Hungary has been emphasizing for years that it is not currently preparing to adopt the euro and wants to maintain its monetary policy at the national level.
The 1 EUR = 400 HUF is the biggest change compared to the neighboring countries
Since the beginning of the war, all countries in the European Union that are not members of the eurozone have depreciated against the euro (except Bulgaria, where the leva has been pegged to the euro for more than two decades).
However, during this time, the value of the national currency has not decreased as much in any EU country as in Hungary. The value of the forint against the euro fell by more than 8 percent just until the 6th of March, becoming a leader on a list of doubtful glory. Among the neighboring countries, the currencies of Poland and the Czech Republic have suffered the most in the recent period: the zloty is 7.6% and the Czech koruna 5.3% less than the euro. On the 7th of March the trend continued, the Forint lost more of its value, writes lakmusz.hu.
Ukrainian hryvnia holds better
Interestingly, the Ukrainian hryvnia is more stylish, here the change is only about 3-4%, lower than in the aforementioned V4 countries. (The V4 is an association of Poland, Hungary, the Czech Republic, and Slovakia, of which Slovakia uses only the single European currency.)
Romania borders Ukraine for more than 600 kilometers and is also in indirect conflict with Russia over Moldova (2/3 of Moldova is Romanian and 1/3 is Russian-speaking). Despite all this, interestingly, the exchange rate of the Romanian leu has not changed at all against the euro, it is almost completely stable.

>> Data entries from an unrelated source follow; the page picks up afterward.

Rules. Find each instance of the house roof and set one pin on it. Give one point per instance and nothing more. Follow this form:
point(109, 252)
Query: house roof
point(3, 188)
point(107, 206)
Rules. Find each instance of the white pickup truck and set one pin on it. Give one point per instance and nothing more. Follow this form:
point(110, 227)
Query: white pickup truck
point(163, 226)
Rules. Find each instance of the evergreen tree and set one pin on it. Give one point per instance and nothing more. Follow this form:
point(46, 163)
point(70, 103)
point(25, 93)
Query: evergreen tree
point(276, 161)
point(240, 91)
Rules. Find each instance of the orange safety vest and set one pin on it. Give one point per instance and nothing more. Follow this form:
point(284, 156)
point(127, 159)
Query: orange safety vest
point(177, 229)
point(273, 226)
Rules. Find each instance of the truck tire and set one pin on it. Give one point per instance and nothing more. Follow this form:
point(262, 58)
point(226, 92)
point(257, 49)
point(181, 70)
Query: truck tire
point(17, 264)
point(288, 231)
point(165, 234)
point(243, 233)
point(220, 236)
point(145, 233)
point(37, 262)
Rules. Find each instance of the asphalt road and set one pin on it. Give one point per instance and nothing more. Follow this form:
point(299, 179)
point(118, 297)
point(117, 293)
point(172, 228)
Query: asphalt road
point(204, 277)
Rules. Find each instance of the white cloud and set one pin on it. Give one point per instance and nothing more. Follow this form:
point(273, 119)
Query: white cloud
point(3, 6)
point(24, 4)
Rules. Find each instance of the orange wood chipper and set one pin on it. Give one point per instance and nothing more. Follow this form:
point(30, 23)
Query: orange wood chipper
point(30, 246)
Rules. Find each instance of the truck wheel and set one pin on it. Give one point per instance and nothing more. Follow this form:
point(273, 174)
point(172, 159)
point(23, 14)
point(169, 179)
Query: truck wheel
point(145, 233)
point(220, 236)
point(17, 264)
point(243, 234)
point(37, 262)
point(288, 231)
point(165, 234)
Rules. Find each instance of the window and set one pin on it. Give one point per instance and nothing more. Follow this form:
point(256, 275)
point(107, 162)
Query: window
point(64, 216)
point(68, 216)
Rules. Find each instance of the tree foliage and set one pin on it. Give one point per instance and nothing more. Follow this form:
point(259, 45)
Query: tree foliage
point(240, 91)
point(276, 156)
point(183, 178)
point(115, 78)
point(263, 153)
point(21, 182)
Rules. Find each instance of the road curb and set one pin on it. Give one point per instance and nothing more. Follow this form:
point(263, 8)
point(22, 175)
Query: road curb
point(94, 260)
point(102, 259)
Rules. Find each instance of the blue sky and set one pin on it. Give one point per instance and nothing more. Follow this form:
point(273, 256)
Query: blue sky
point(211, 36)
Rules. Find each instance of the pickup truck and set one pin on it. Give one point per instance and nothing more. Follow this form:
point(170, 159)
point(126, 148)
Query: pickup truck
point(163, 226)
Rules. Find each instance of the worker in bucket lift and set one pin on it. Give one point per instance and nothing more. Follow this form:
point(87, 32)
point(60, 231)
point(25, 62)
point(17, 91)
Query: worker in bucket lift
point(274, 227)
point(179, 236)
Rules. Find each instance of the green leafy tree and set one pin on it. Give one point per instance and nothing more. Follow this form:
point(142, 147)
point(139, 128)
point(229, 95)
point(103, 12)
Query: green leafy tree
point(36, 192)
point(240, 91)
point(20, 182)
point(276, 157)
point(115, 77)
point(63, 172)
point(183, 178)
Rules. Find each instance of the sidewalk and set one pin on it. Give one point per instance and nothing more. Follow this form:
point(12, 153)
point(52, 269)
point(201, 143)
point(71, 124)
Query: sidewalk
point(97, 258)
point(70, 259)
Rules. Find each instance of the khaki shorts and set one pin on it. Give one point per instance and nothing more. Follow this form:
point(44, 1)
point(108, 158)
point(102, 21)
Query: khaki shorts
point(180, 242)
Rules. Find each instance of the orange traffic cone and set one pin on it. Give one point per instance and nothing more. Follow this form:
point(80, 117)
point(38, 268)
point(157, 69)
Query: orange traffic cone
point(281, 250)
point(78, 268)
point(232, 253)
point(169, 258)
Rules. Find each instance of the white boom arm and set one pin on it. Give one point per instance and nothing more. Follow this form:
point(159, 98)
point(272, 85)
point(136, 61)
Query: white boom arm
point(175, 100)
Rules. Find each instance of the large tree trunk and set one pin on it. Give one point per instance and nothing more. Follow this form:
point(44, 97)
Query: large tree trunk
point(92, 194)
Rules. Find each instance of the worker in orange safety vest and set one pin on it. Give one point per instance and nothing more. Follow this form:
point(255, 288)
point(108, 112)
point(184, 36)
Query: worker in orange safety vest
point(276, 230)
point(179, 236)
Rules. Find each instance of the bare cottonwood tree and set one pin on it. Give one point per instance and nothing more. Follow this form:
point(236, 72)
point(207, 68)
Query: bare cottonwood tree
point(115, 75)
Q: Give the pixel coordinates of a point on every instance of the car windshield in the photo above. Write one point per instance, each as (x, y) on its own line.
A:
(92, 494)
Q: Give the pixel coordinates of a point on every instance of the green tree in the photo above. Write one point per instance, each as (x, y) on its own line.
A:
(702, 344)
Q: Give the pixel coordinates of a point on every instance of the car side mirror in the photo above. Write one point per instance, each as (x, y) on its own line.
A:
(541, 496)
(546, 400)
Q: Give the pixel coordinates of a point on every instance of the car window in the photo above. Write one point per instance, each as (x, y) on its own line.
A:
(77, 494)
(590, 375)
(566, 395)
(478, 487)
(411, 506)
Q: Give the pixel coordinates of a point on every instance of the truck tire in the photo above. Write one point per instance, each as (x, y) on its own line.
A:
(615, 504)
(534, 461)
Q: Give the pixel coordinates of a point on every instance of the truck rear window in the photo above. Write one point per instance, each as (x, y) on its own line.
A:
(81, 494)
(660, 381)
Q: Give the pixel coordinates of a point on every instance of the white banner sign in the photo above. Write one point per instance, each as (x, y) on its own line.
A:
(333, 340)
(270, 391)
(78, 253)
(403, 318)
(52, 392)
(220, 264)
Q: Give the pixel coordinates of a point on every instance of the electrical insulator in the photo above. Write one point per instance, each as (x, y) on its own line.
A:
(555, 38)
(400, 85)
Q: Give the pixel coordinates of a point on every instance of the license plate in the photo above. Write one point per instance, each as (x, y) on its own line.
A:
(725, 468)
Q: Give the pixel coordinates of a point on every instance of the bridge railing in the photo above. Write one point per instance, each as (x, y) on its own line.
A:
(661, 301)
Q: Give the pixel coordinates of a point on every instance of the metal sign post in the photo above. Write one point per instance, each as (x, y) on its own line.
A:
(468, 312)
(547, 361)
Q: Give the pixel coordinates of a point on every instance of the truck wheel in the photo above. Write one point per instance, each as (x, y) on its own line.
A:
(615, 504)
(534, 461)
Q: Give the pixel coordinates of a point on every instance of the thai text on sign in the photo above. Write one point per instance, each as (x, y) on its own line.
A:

The euro is also weakening
Otherwise, the euro itself will weaken against the currencies of countries less affected by the war, and also against the indirect winners of the war (such as the United States or China). The reason for this is that Europe could be threatened by war, by extending it from Ukraine, or by turning the current Ukrainian-Russian war into a nuclear conflict, while China or the United States both can be winners of the war establishing new business opportunities while staying away from the conflict physically.